COVID-19 in Hawaii: One year later

  • Passengers walk past an Alaska Airlines sign with information on providing COVID-19 test information before flying to Hawaii Monday at Seattle-Tacoma International Airport in Seattle. (AP Photo/Ted S. Warren)

The first case of COVID-19 in Hawaii was confirmed one year ago today, a little more than two months after a newly identified coronavirus was first detected in China.

An Oahu resident had traveled on the Grand Princess cruise ship in February 2020 and disembarked in Mexico before returning home.


According to reports at that time, the person became ill after returning to Hawaii, contacted their health care provider, and was tested for the coronavirus.

More than 10 passengers on a cruise aboard the Grand Princess that sailed from San Francisco to Mexico Feb. 11-21, 2020, tested positive for COVID-19.

The World Health Organization’s country office in China picked up on reports of a viral pneumonia in Wuhan on Dec. 31, 2019.

Despite efforts to contain the culprit — a newly identified coronavirus — the respiratory virus rapidly spread around the world.

Since January 2020, nearly 116 million cases have been reported worldwide, 28.8 million of which have been in the United States.

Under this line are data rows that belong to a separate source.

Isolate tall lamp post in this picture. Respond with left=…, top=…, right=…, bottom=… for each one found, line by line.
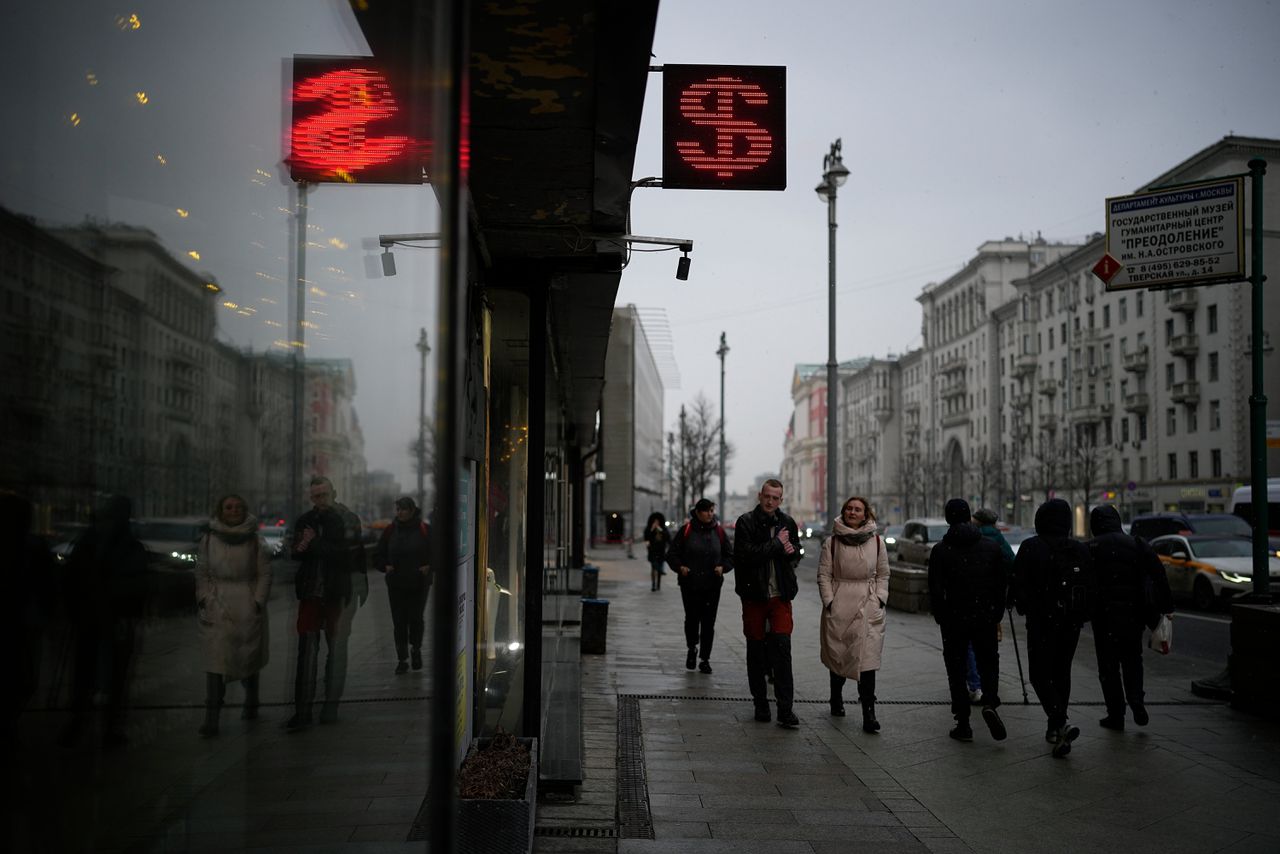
left=416, top=328, right=431, bottom=513
left=716, top=332, right=728, bottom=519
left=815, top=140, right=849, bottom=525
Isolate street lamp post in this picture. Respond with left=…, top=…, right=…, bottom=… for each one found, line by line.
left=815, top=140, right=849, bottom=524
left=716, top=332, right=728, bottom=519
left=416, top=328, right=431, bottom=513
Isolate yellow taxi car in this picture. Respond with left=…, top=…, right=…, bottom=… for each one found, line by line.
left=1151, top=534, right=1280, bottom=611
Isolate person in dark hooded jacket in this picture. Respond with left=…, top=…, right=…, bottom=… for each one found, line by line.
left=1089, top=504, right=1174, bottom=730
left=667, top=498, right=733, bottom=673
left=1014, top=498, right=1097, bottom=757
left=929, top=498, right=1009, bottom=741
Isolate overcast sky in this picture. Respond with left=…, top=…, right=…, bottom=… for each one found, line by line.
left=0, top=0, right=1280, bottom=492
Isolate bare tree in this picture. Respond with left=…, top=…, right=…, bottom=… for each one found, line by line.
left=676, top=392, right=733, bottom=506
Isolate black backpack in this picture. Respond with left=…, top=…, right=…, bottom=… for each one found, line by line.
left=1050, top=540, right=1093, bottom=625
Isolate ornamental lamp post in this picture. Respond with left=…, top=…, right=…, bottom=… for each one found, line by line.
left=814, top=140, right=849, bottom=525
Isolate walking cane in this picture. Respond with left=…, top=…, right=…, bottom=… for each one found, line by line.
left=1009, top=608, right=1030, bottom=705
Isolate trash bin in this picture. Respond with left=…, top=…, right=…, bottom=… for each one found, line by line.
left=582, top=565, right=600, bottom=599
left=581, top=599, right=609, bottom=656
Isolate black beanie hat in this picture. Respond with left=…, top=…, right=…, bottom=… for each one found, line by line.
left=942, top=498, right=970, bottom=525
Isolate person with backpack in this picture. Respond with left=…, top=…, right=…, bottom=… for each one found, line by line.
left=374, top=495, right=431, bottom=675
left=1014, top=498, right=1097, bottom=757
left=929, top=498, right=1009, bottom=741
left=667, top=498, right=733, bottom=673
left=1089, top=504, right=1174, bottom=730
left=818, top=495, right=888, bottom=732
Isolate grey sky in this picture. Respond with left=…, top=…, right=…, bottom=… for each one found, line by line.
left=618, top=0, right=1280, bottom=493
left=0, top=0, right=1280, bottom=489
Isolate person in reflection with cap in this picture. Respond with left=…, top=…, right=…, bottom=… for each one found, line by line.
left=667, top=498, right=733, bottom=673
left=374, top=495, right=431, bottom=673
left=929, top=498, right=1009, bottom=741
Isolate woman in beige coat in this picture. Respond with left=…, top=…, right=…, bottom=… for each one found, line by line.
left=818, top=495, right=888, bottom=732
left=196, top=495, right=271, bottom=739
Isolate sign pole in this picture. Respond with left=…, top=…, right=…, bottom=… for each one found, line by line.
left=1249, top=157, right=1271, bottom=602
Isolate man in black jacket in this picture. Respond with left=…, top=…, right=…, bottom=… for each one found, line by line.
left=1014, top=498, right=1097, bottom=757
left=667, top=498, right=733, bottom=673
left=733, top=478, right=800, bottom=729
left=929, top=498, right=1009, bottom=741
left=284, top=475, right=369, bottom=732
left=1089, top=504, right=1174, bottom=730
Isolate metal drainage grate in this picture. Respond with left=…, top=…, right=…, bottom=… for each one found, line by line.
left=534, top=826, right=618, bottom=839
left=618, top=695, right=653, bottom=839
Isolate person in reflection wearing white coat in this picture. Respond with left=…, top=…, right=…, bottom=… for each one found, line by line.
left=818, top=495, right=888, bottom=732
left=196, top=495, right=271, bottom=739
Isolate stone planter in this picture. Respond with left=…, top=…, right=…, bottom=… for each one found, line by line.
left=457, top=739, right=538, bottom=854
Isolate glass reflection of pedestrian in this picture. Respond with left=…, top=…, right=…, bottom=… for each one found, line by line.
left=374, top=495, right=431, bottom=673
left=644, top=513, right=671, bottom=593
left=196, top=494, right=271, bottom=739
left=284, top=475, right=369, bottom=732
left=0, top=492, right=54, bottom=742
left=61, top=495, right=147, bottom=746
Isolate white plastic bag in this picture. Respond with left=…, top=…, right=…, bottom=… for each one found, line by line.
left=1147, top=615, right=1174, bottom=656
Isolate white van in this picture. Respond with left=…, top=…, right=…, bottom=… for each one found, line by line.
left=1228, top=478, right=1280, bottom=538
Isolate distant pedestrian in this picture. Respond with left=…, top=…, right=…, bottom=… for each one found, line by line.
left=818, top=495, right=888, bottom=732
left=644, top=513, right=671, bottom=593
left=929, top=498, right=1009, bottom=741
left=667, top=498, right=733, bottom=673
left=284, top=475, right=369, bottom=732
left=1088, top=504, right=1174, bottom=730
left=374, top=495, right=431, bottom=675
left=733, top=478, right=800, bottom=729
left=196, top=494, right=271, bottom=739
left=1014, top=498, right=1097, bottom=757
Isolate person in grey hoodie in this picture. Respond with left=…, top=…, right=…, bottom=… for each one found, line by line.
left=1014, top=498, right=1097, bottom=757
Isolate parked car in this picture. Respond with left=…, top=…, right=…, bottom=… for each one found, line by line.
left=1129, top=513, right=1253, bottom=543
left=897, top=519, right=951, bottom=566
left=1151, top=534, right=1280, bottom=611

More than 520,000 deaths have so far been reported in the U.S.

The virus’ appearance in Hawaii shuttered nonessential businesses for months, triggered mask mandates, mandatory travel quarantines and other restrictions, upended the state’s tourism-dependent economy.

Hawaii, though, has fared better than most other states and U.S. territories during the pandemic.

As of Friday, 27,753 cases have been reported in Hawaii since the start of the pandemic, a majority of which —22,055 — were on Oahu.

Hawaii Island has had 2,256 COVID-19 cases, while 2,273 have been on Maui, 184 on Kauai, 108 on Lanai and 27 on Molokai, and 850 residents were diagnosed outside the state.

According to data from NPR, only Vermont, Guam, the Virgin Islands, Northern Marianas and American Samoa have had fewer cases than Hawaii.

Some 2.58 million COVID-related deaths have been reported globally, 522,000 of which were in the U.S.


As of Friday, 443 COVID-related deaths have been reported in Hawaii by the state Department of Health.